Mit einer Ansage aus dem Off begrüßt Remo Jarz die Anwesenden, der Ringmaster des Hauses tritt nur im flämischen Landesteil in Aktion. Eine kleine Lasershow wurde neu angeschafft und wird nicht nur zum Opening sondern fast während des gesamten Programms geboten.
Traditionell beginnt die Show dieses Circus mit dem Exotenzug. Ruhig und souverän führt Remo Jarz die drei Kamele, drei schottische Hochlandrinder und vier Lamas vor. In unerschütterlicher Ruhe ziehen die Tiere ihre Bahnen in den Manegensand und absolvieren die erlernten Figuren.

Die ungarischen Artisten Cathy und Yozo Farkas verbringen eine weitere Saison im Moscou Star Circus. Die junge Frau jongliert sicher und virtuos. Sie eröffnet die Nummer mit einem Röhrenkubus. Anschließend werden selten zu sehende Requisiten eingesetzt. Zwei Kugeln sind mit einem etwa sechzig Zentimeter langen Seilstück verbunden. Bis zum fünf solcher Gebilde beherrscht Miss Cathy zur gleichen Zeit.
Clown Yozo ist mit einigen Reprisen präsent. Nachhaltigen Eindruck hinterlässt seine Jonglage mit drei Zigarrenkistchen. Zudem 'kämpft' er mit den Tücken eines Mikrofon, übt sich, zur Freude der kleinsten Besucher, im „Gummihuhn-mit-einer-Bratpfanne-fangen-Weitwurf“.

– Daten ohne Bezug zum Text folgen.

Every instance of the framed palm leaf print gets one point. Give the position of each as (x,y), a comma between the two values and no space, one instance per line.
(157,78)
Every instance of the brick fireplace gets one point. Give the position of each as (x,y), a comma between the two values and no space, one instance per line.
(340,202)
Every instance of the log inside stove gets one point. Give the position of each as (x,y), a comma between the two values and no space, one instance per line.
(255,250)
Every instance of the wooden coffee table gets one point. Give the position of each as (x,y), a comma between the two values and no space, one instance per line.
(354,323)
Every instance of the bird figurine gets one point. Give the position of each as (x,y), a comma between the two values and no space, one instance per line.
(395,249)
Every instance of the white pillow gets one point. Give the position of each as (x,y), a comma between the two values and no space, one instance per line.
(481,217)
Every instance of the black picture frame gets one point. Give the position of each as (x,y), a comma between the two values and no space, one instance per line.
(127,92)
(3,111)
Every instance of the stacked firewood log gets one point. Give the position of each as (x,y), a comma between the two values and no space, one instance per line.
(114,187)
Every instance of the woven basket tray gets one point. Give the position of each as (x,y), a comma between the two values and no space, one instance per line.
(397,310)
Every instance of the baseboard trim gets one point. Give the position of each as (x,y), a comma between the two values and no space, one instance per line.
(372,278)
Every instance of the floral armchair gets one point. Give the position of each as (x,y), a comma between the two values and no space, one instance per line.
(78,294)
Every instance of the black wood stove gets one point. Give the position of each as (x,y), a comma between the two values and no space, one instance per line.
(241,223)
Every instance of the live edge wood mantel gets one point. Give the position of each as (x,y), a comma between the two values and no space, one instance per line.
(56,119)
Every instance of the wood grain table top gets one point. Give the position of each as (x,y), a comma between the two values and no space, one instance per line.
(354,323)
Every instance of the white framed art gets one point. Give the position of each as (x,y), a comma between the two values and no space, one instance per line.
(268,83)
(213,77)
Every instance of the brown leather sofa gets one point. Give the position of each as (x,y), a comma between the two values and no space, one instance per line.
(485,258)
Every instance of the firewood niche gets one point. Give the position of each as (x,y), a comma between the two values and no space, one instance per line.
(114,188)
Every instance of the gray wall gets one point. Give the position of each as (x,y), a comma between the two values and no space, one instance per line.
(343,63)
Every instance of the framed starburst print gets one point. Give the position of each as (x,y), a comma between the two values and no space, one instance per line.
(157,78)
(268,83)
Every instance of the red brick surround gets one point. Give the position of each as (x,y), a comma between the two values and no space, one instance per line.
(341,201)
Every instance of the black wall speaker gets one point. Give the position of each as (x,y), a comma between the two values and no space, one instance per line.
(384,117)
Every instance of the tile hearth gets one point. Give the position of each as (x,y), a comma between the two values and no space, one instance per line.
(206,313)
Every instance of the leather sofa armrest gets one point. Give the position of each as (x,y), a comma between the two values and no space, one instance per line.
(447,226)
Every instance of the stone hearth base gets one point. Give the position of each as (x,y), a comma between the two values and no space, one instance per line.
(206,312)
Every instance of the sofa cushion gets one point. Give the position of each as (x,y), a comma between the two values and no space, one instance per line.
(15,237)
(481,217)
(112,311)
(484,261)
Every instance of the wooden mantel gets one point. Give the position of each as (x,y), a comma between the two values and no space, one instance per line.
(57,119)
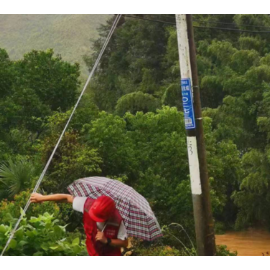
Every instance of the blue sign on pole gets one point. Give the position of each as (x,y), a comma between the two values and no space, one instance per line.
(188,104)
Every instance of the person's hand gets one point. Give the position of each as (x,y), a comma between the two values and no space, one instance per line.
(101,238)
(36,198)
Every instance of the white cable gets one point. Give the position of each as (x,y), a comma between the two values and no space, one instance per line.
(64,131)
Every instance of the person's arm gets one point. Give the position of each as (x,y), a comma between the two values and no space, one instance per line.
(38,198)
(114,242)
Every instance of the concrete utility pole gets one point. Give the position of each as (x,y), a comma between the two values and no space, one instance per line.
(195,137)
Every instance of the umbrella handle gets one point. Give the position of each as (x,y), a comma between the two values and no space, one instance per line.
(105,227)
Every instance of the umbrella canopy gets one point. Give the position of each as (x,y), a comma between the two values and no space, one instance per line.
(138,216)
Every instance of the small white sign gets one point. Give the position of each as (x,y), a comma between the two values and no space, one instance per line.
(194,166)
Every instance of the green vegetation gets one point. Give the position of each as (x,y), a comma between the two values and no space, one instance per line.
(130,127)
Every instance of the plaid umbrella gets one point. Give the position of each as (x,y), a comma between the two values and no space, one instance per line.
(139,219)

Die beiden Töchter der Direktion, Valentina und Linda - Mädchen von ca. neun und zwölf Jahren, sind gleichfalls als Vorführerinnen in der Manege zu sehen. Mit großer Ernsthaftigkeit, Disziplin und vollkommen selbständig agieren die beiden Mädchen in der Manege. Zuerst dirigiert die größere der Schwestern sechs Ponys zu ihren Lauffiguren. Anschließend lässt die jüngere Schwester ein Pony vielfältige Figuren durch vier große Metallringe laufen.
Stefania, die Schwester von Remo und Emiliano Jarz ist eine unverzichtbare Größe in jedem Programm des Moscou Star Circus. Ihre attraktive Antipoden-Darbietung gefällt immer wieder aufs Neue. Bis zu fünf große Bälle bzw. vier kleine Teppiche werden virtuos und sicher jongliert. Geschmackvolle, chique Kostüme und die rotierende Trinka geben dem Auftritt den letzten Drive.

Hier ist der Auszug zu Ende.